Today morning while going through the newspaper The Hindu, I came across an article titles "You Can't Read This Book." Turns out that a British journalist named Nick Cohen has come out with his new book which is titled "You Can't Read This Book: Censorship in an Age of Freedom." Finding the first few lines interesting, I read further to find out that the article gives information about many books which have been banned over the period of time.
After reading the full article I was able to pinpoint only 3 reasons as to why books are banned
ReligionAfter reading the full article I was able to pinpoint only 3 reasons as to why books are banned
- Religion
- History
- Truth
In any and every corner of the world you go, you'll find this 8 letter word creating controversy in some or the other form. Some author comes up with his/her opinion about some religion which does not quite fare well with a bunch of people and there you have it, a perfect recipe to prepare a well cooked controversy which will indeed be followed by a lot of fuss, media attention, riots and an eventual ban imposed on the book.
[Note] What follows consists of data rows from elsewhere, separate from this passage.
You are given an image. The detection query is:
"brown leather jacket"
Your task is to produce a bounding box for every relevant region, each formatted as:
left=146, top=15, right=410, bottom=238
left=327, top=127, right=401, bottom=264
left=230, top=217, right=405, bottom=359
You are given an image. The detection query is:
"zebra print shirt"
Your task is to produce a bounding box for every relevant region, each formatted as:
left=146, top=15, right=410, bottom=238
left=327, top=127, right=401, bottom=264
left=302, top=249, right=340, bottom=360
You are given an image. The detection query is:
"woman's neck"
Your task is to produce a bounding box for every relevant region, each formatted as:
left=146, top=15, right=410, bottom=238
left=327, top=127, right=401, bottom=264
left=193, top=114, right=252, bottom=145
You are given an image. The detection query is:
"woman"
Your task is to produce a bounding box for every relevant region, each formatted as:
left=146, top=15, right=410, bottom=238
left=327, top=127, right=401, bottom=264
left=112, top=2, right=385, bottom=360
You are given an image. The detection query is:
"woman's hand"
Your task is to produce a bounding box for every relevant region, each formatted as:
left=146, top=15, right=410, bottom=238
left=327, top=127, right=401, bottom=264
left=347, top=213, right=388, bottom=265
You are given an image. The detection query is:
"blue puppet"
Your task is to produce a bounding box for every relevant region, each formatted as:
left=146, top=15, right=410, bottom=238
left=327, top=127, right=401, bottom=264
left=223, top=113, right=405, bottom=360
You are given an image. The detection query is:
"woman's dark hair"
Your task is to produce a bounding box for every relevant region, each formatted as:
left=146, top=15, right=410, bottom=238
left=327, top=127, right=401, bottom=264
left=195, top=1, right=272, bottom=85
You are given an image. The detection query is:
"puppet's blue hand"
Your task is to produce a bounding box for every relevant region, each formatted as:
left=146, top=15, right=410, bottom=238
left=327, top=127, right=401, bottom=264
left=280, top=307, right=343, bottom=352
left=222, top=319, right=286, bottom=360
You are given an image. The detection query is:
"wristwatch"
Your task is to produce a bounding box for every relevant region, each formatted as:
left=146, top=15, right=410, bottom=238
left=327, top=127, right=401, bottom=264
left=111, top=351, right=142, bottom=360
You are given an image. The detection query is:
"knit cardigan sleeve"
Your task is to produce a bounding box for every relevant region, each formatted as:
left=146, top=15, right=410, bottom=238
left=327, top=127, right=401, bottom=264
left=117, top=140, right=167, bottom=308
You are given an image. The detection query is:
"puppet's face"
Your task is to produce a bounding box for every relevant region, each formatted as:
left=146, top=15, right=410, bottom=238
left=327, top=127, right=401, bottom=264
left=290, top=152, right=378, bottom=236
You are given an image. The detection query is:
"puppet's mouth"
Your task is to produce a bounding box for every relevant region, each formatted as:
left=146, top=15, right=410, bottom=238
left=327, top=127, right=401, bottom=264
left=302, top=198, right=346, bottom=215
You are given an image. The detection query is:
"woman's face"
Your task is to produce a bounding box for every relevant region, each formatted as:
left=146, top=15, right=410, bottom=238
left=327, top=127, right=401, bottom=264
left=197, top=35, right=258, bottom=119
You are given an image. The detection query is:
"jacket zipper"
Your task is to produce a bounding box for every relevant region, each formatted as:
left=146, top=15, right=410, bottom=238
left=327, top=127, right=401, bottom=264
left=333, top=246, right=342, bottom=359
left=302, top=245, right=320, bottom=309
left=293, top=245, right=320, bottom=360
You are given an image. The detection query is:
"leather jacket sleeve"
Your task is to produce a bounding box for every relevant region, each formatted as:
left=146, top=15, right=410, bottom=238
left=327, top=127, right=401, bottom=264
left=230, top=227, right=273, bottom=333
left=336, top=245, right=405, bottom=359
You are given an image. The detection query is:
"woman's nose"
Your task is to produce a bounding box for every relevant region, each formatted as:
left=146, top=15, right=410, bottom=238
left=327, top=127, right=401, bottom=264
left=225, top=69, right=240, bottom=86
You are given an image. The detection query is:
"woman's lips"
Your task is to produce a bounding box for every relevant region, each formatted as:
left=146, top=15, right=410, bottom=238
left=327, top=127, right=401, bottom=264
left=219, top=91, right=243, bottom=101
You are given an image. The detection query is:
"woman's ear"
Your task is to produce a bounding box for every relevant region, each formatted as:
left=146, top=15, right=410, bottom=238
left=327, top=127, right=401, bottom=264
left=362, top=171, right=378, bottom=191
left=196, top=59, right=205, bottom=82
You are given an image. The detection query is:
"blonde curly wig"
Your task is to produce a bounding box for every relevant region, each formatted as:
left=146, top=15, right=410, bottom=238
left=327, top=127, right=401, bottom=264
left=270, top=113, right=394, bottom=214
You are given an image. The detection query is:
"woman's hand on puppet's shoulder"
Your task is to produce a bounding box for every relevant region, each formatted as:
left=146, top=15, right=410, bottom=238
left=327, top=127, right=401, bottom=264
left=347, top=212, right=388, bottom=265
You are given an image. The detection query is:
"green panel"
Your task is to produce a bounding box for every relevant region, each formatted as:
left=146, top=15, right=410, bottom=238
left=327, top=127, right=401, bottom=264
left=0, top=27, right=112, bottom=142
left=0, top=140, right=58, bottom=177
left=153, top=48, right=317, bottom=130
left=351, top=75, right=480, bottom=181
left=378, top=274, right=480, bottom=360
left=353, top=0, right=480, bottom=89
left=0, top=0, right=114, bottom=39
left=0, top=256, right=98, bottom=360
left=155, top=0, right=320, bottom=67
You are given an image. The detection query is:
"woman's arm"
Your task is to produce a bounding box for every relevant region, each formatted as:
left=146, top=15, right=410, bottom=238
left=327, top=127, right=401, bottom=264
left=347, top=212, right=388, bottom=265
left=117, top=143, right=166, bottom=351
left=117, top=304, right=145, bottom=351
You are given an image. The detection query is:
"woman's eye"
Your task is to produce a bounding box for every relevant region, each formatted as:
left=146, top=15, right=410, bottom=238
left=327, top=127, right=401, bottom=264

The wings of the authors imagination are clipped even before he could demonstrate how high he can fly.
History
Just one word out of the 16000 odd words (Wikipedia says that an average novel has 16000 words) is enough for your months and years of hard-work and research to be banned forever. Just because you metaphorically called a historical king or war hero a rat or maybe something similar. The author was perhaps being clever and tried to use the best metaphor possible to describe a particular quality. But perhaps he was being "a little too clever" for a few people's liking.
Truth
I believe some of the books are banned just because the truth uncovered by the author in the book is just too hard for the people to digest. That is why we add the adjective bitter before the word truth. But we must remember that most of the medicines which are used to cure diseases also taste bitter (considerably less in todays world, thanks to artificial sweeteners).
But the questions till remains, how appropriate is it to ban such books?
In most of the cases the books are banned because a certain group of people do not want the rest of the world to read the book because the author has written something which has hurt their sentiments. So if you do not want the people to read what the author has written, then why create such a huge fuss about the book and bring it in the spot light in the first place? Not only bring the book in the spot light but also globally disclose what is it that the author has written which has hurt you sentiments. HELLO!!! Was it not the same part that you wanted the people to not know in the first place? Don't you think by doing so they end up gaining more attention and a whole lot of people coming to know about the stuff you didn't wanted them to know? So how exactly did the ban serve its purpose?
The "Censorship in an Age of Freedom" part in Nick Cohens books title does indeed make you think, "Just how free are we, in this Age of Freedom?"